# Die Kraft-Rollen oder Multi und Schlepprollen ( Shakespeare 2150 - 2155)



## Hecht100+ (8. Mai 2020)

Die Kraft –Rollen, so wurden diese Rollen im Shakespeare-Katalog damals umworben.







Heute stelle ich euch einmal eine etwas andere Rollenserie vor, die Shakespeare Multirollen Modelle 2150 bis 2155. Diese Rollen wurden für das schwere Angeln auf die großen Fische im Meer angepriesen. Die Modelle 2154 bis 2155 waren mit einer automatischen Schnurführung ausgestattet.






Hier meine beiden 2153, die größten in dieser Serie. Es sind nur Kleinigkeiten, die die beiden Rollen voneinander unterscheidet. So sind bei Nr.1 die Seitendeckel in glattem Kunststoff, es fehlen die Einhängeösen, bei Nr. 2 sind die Seitendeckel in Lederoptik geprägt und sie ist mit Einhängeösen ausgestattet.


	

		
			
		

		
	
 links Nr. 2, rechts Nr. 1



	

		
			
		

		
	
 rechts Nr. 1, links Nr. 2


Auf der anderen Seite ist die Getriebeausbuchtung im Seitendeckel bei den Modellen verschieden, ebenso die Form des Griffknaufes. Auch sitzt der Freilaufhebel bei den beiden Modellen etwas versetzt.



	

		
			
		

		
	
  Nr. 2



	

		
			
		

		
	
 Nr. 1

Diese Rollen waren von 1967 bis 1977 in Rot erhältlich. 
Ihr Schnurfassungsvermögen beträgt 300 mtr. 0,70mm Schnur oder 1200 mtr. 0,35mm Schnur. Laut Katalog war das nächste Modell dann in Grün gehalten, kommt leider auf den Bilder unten nicht so rüber.
Unten habe ich noch zwei Bilder aus einem neueren Shakespeare-Katalog angehangen, die mir in freundlicher Weise  wie das obere Katalog-Bild von @Jason zur Verfügung gestellt wurden. (Danke). Hier ist die Farbe der Rollen dann auf grün gewechselt, welche dann ab 1978 im Programm war. Neu kamen dann auch noch die 2156 und 2157 hinzu.


----------



## Jason (8. Mai 2020)

Schöne Vorstellung @Hecht100+  

Gruß Jason


----------



## eiszeit (8. Mai 2020)

Kann mich nur anschließen


----------



## dawurzelsepp (11. Mai 2020)

Danke für die Vorstellung


----------



## Hecht100+ (4. Juni 2021)

Über ein Jahr nach dem ersten Artikel hat sich doch ein erweitertes Katalogwissen aufgetan:

Im der Angelfibel von 1978 hat sich mit den Rollen doch noch mehreres geändert:

1. Die Bremsen. Sie bestehen jetzt aus einem Hitzebeständigen Material, im 1975er Katalog waren es noch Metallscheiben und Lederscheiben.
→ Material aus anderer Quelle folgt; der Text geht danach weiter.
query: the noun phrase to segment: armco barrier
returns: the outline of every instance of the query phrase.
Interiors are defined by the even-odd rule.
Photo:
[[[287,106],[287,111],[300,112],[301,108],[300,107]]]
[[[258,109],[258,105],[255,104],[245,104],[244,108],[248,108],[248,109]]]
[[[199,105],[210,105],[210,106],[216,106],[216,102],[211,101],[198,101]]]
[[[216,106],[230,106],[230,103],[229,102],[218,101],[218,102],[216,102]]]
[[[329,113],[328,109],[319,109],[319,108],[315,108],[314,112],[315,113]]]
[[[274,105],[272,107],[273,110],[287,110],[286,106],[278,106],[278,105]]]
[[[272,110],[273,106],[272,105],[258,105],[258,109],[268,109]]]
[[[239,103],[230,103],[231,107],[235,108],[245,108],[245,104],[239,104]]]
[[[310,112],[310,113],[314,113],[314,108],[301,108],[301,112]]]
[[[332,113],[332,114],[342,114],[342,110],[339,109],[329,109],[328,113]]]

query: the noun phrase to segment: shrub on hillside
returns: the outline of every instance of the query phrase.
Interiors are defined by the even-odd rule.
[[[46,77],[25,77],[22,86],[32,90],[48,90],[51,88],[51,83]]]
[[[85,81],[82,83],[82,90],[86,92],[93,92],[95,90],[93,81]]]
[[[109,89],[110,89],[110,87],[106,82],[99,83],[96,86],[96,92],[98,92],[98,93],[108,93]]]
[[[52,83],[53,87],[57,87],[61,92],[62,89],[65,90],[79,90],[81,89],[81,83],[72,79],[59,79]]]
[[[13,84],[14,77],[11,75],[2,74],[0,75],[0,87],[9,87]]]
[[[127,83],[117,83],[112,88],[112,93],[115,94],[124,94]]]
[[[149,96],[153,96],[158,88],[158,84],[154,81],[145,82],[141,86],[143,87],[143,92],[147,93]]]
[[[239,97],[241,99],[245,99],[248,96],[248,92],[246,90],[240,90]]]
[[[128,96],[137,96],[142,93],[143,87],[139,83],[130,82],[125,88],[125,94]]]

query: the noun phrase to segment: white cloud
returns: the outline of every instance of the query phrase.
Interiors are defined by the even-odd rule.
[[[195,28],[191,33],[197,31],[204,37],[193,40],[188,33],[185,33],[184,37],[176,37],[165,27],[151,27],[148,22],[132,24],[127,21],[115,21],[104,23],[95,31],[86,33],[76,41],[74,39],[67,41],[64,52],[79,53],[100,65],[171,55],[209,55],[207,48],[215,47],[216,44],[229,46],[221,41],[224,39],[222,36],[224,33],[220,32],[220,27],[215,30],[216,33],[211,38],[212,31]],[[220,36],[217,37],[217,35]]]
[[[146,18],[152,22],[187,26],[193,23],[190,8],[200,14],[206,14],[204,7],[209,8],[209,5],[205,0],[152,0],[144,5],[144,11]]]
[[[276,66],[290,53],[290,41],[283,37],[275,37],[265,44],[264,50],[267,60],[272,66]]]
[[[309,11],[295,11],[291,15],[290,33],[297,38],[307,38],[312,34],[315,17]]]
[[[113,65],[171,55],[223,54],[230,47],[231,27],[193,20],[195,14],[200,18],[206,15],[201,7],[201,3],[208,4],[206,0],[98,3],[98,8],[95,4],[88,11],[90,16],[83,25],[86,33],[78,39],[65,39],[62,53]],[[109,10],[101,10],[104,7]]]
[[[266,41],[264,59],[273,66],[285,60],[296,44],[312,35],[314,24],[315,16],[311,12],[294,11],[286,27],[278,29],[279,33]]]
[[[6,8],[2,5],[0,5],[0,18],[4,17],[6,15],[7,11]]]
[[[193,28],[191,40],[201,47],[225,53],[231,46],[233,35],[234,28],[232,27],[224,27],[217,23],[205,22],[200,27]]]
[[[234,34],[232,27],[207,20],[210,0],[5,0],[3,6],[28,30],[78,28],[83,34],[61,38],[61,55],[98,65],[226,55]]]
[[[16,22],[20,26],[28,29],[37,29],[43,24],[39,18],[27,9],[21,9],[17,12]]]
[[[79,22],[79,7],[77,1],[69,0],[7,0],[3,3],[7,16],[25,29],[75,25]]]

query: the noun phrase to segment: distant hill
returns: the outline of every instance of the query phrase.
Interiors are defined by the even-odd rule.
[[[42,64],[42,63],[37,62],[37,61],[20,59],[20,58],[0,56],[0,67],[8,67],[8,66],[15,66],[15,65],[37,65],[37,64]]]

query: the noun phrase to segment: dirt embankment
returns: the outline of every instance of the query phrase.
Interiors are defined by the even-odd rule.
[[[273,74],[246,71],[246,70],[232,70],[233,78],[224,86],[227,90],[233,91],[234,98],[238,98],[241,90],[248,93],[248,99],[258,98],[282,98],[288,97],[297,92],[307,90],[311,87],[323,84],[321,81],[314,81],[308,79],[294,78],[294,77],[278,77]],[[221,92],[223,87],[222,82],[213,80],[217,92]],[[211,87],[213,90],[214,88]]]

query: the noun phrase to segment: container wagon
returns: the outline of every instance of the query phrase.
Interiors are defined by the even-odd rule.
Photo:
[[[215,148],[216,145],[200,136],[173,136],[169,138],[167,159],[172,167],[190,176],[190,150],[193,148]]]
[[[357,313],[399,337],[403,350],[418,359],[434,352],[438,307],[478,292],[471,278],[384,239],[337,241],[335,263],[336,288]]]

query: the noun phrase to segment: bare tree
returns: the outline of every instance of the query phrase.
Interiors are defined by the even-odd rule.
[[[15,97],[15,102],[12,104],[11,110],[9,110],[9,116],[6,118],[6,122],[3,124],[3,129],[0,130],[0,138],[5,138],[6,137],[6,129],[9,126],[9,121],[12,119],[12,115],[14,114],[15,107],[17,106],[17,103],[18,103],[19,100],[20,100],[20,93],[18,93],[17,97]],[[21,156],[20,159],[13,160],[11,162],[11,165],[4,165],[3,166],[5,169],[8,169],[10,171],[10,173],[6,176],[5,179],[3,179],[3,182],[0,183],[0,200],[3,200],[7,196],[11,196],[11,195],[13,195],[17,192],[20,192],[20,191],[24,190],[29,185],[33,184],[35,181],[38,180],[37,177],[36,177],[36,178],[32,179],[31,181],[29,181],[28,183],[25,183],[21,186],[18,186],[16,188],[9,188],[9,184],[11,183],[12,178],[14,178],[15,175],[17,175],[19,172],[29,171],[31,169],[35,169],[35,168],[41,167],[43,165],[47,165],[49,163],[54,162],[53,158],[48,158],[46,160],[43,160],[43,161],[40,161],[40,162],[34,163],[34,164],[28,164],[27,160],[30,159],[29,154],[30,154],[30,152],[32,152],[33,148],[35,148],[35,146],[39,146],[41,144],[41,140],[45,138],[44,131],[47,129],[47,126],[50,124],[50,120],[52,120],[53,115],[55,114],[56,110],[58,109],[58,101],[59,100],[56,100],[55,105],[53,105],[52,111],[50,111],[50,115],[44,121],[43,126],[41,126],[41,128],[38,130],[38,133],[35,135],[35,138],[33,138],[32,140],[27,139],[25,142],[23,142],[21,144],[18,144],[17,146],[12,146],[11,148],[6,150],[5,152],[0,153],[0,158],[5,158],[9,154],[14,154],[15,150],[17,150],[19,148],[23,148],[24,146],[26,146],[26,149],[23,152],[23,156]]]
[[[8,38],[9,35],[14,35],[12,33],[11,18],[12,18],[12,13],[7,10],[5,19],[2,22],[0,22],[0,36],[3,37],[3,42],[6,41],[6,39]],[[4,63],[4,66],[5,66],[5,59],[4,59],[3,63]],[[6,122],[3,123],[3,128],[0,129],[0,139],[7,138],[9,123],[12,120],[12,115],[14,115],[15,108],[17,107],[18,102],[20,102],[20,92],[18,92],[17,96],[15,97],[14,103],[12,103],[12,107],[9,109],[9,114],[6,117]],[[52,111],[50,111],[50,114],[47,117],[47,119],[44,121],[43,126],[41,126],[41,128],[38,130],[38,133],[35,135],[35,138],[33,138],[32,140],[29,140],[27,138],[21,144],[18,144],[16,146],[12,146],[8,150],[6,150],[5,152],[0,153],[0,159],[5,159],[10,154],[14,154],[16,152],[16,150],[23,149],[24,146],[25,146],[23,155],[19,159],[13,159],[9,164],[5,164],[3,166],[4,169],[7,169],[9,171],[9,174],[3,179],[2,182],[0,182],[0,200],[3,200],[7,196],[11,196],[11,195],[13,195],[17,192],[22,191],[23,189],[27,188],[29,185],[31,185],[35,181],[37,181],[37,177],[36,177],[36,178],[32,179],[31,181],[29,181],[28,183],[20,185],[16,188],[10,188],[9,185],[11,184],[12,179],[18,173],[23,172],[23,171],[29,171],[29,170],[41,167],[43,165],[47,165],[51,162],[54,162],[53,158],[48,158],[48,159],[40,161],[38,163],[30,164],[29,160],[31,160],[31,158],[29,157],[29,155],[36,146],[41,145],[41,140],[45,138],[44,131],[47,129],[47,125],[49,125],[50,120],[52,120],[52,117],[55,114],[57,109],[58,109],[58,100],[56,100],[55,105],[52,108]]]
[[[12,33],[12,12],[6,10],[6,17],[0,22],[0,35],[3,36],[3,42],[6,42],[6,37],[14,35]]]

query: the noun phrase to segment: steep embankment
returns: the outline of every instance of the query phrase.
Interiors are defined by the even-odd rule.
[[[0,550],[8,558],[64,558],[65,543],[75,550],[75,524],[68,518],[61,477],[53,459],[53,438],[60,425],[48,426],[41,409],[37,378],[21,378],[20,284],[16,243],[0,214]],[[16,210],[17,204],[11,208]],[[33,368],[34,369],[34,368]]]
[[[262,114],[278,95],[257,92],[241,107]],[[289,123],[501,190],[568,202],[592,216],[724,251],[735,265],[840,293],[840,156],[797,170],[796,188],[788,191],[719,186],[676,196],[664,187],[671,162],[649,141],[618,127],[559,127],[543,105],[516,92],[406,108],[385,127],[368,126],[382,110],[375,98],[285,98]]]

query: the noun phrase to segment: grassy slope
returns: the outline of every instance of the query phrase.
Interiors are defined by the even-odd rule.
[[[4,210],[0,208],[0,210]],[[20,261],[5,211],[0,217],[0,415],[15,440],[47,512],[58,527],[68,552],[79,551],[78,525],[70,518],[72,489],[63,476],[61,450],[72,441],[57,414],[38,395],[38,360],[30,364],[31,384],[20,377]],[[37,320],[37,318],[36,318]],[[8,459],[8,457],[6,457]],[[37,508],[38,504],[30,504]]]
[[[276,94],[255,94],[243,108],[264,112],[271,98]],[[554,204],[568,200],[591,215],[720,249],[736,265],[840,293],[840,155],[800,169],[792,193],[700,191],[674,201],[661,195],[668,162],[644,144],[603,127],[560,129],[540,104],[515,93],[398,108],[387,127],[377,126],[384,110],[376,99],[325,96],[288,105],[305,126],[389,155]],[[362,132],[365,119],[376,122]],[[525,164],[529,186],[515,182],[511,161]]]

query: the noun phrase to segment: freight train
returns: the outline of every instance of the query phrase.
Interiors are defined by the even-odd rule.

2. Die Rollen sind jetzt mit einer Freilaufkontrolle ausgestattet worden, so das sich die Drehgeschwindigkeit dem jeweiligen Wurfgewicht anpasst, so das keine Perücken durch ein Überlaufen entstehen können.

3. Es sind die Modelle 2156 und 2157 dazu gekommen, die beide mit einer automatischen Schnurführung ausgestattet sind. Die Übersetzungen und das Gewicht der anderen Rollen ist laut Katalog gleich geblieben.

Im Katalog 1980 wurde dann die neue Bremse als hochsensible Fliehkraftbremse beworben, die Rollen 2150, 2151 und 2154 sind umgestaltet worden auf leichtere Plastikspulen, so das ihr Gewicht dadurch niedriger wurde. Die 2152 war im Katalog gleich schwer geblieben, während die zwei großen 2154 und 2155 laut Katalog an Gewicht verloren, die 2156 jedoch an Gewicht zunahm.

Das besondere in diesem Jahr war jedoch, das die 2157 umbenannt wurde in 2157-400, sie bekam dann noch zwei größere Geschwister dazu, die 2157-600 und die 2157-900





Hier der Katalog von 1980







Die kleineren Rollen mit der schwarzen Kunststoffspule. 

Im 1983er -Katalog waren dann andere Multirollen vorhanden, die Sigma-Multirollen. 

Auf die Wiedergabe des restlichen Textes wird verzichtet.